Ayodhya: Hindus assert central dome as birthplace
The Muslim parties Friday told the Supreme Court they are not denying Ayodhya is the birthplace of Lord Ram but the dispute over the site could not be settled amicably as the Hindu side asserted that the central dome of the demolished mosque was the exact place where the deity was born. They said that with the demolition of the mosque on December 6, 1992 at the disputed Ram JanmbhoomiBabri masjid site, the foreign perception of India's secularism and tolerance changed.
The Muslim side stated that one of the scholars had said that India is a bed of multiple civilization but now there is danger of the country becoming just a "Hindu civilization". The apex court was told by Muslim bodies in the case that though animosity is being raised against the Muslims, Ayodhya is a land where the Hindus and the Muslims have stayed together for centuries. A five-Judge Constitution bench headed by Chief Justice Ranjan Gogoi was told by senior advocate Rajeev Dhavan, appearing for the Muslim parties, that they have no dispute that Ayodhya was the birthplace of Lord Ram but Hindus insisted that the exact place of his birth was under the Central dome of the demolished mosque.

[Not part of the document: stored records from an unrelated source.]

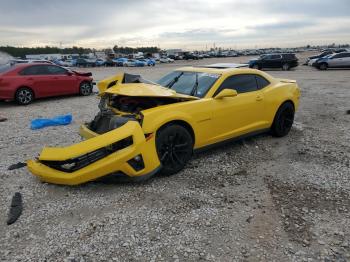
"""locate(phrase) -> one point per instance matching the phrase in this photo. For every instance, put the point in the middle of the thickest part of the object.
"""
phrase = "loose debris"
(17, 166)
(15, 209)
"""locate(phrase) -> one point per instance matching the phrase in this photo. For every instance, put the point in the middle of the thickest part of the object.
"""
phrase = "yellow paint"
(211, 119)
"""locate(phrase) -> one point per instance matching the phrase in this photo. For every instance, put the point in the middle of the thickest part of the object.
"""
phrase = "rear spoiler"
(83, 73)
(286, 80)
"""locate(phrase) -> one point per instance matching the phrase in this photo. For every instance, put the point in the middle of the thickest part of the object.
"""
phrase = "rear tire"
(174, 146)
(285, 67)
(256, 66)
(323, 66)
(85, 89)
(283, 121)
(24, 96)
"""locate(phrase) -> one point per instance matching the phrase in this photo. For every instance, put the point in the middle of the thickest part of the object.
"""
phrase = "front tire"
(24, 96)
(174, 148)
(85, 89)
(323, 66)
(283, 121)
(256, 66)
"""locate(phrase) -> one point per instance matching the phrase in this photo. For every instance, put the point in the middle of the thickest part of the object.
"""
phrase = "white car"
(166, 60)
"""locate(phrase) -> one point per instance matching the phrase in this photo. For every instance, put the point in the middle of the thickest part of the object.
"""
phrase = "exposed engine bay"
(135, 105)
(116, 110)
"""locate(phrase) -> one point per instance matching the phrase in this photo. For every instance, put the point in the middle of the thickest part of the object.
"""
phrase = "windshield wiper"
(175, 80)
(195, 88)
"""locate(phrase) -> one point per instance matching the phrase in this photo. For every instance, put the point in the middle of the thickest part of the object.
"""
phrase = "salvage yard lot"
(259, 199)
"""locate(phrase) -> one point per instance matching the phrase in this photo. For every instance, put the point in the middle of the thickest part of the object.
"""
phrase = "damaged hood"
(134, 85)
(146, 90)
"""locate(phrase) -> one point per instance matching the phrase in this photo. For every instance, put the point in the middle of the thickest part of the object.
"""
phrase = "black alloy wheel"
(284, 119)
(174, 147)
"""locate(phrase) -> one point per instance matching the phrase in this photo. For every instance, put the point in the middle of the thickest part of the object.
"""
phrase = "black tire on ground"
(323, 66)
(85, 88)
(283, 121)
(256, 66)
(285, 67)
(174, 146)
(24, 96)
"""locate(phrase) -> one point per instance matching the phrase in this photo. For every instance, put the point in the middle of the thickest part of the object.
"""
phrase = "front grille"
(80, 162)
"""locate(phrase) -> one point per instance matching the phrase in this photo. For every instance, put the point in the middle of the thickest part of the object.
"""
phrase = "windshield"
(189, 83)
(6, 68)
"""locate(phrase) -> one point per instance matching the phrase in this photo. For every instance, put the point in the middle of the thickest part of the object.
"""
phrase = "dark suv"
(284, 61)
(188, 56)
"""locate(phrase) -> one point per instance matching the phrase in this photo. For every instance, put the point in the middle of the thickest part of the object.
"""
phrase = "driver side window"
(240, 83)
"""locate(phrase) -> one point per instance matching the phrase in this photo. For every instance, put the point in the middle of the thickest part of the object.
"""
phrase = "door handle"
(258, 98)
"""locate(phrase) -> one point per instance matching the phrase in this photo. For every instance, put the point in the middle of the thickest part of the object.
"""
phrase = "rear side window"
(34, 70)
(56, 70)
(341, 55)
(261, 82)
(275, 57)
(289, 56)
(240, 83)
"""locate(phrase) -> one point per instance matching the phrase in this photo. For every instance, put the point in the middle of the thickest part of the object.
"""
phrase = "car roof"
(210, 70)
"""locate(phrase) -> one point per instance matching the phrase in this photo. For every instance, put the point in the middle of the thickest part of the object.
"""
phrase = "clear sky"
(174, 23)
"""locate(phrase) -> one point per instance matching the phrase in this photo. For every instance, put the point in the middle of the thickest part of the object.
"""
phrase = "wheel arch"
(24, 86)
(284, 102)
(182, 123)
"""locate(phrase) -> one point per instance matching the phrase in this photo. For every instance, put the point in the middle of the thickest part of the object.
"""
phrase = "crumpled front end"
(124, 150)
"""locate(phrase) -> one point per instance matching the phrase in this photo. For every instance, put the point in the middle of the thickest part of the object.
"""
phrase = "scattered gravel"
(260, 199)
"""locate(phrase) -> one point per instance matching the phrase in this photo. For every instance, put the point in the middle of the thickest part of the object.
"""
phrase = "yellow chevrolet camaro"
(144, 127)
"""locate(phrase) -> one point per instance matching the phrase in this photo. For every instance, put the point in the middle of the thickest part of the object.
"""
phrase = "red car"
(24, 82)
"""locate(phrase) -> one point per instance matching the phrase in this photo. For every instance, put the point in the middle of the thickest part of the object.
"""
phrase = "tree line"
(23, 51)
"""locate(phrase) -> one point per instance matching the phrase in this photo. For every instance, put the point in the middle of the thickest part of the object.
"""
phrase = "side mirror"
(226, 93)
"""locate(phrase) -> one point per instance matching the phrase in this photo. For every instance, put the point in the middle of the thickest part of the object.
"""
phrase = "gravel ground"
(260, 199)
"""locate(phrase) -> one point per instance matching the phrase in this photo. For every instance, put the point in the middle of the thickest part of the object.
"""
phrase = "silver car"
(340, 60)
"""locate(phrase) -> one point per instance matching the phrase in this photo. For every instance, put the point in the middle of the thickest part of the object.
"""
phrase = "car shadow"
(9, 104)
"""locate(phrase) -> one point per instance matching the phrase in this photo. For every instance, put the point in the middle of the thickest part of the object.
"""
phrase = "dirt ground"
(260, 199)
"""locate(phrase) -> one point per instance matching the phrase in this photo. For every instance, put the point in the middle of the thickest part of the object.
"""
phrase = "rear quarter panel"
(195, 113)
(275, 95)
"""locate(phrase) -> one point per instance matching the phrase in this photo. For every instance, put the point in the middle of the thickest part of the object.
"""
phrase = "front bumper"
(118, 161)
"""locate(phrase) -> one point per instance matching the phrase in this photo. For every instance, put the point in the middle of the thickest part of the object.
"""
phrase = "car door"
(276, 61)
(62, 81)
(343, 60)
(346, 62)
(35, 76)
(336, 60)
(235, 116)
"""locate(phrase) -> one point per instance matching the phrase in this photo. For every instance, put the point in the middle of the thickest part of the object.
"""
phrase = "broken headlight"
(80, 162)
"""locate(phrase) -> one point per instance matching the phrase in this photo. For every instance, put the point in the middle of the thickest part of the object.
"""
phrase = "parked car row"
(330, 59)
(134, 62)
(283, 61)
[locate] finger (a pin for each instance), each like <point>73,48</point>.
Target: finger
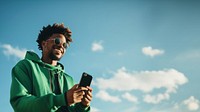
<point>89,88</point>
<point>89,97</point>
<point>75,86</point>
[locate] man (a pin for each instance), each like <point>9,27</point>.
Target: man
<point>41,85</point>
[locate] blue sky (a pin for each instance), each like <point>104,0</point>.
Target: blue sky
<point>144,55</point>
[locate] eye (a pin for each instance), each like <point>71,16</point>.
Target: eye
<point>57,41</point>
<point>65,45</point>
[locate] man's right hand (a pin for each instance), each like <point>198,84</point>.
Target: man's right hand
<point>75,94</point>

"No one including us are denying Ayodhya as the birth place of Lord Ram. This long standing dispute would have been settled long back, if it was accepted by the other side that he was not born underneath the Central dome. Hindus insisted that he was born under the Central dome of the mosque. Exact site is the core of the dispute," Dhavan said.
He told the bench, also comprising Justices S A Bobde, D Y Chandrachud, Ashok Bhushan and S Abdul Nazeer, that there was "obstructionist defacement" of the Mosque even after the court had appointed a receiver after 1949.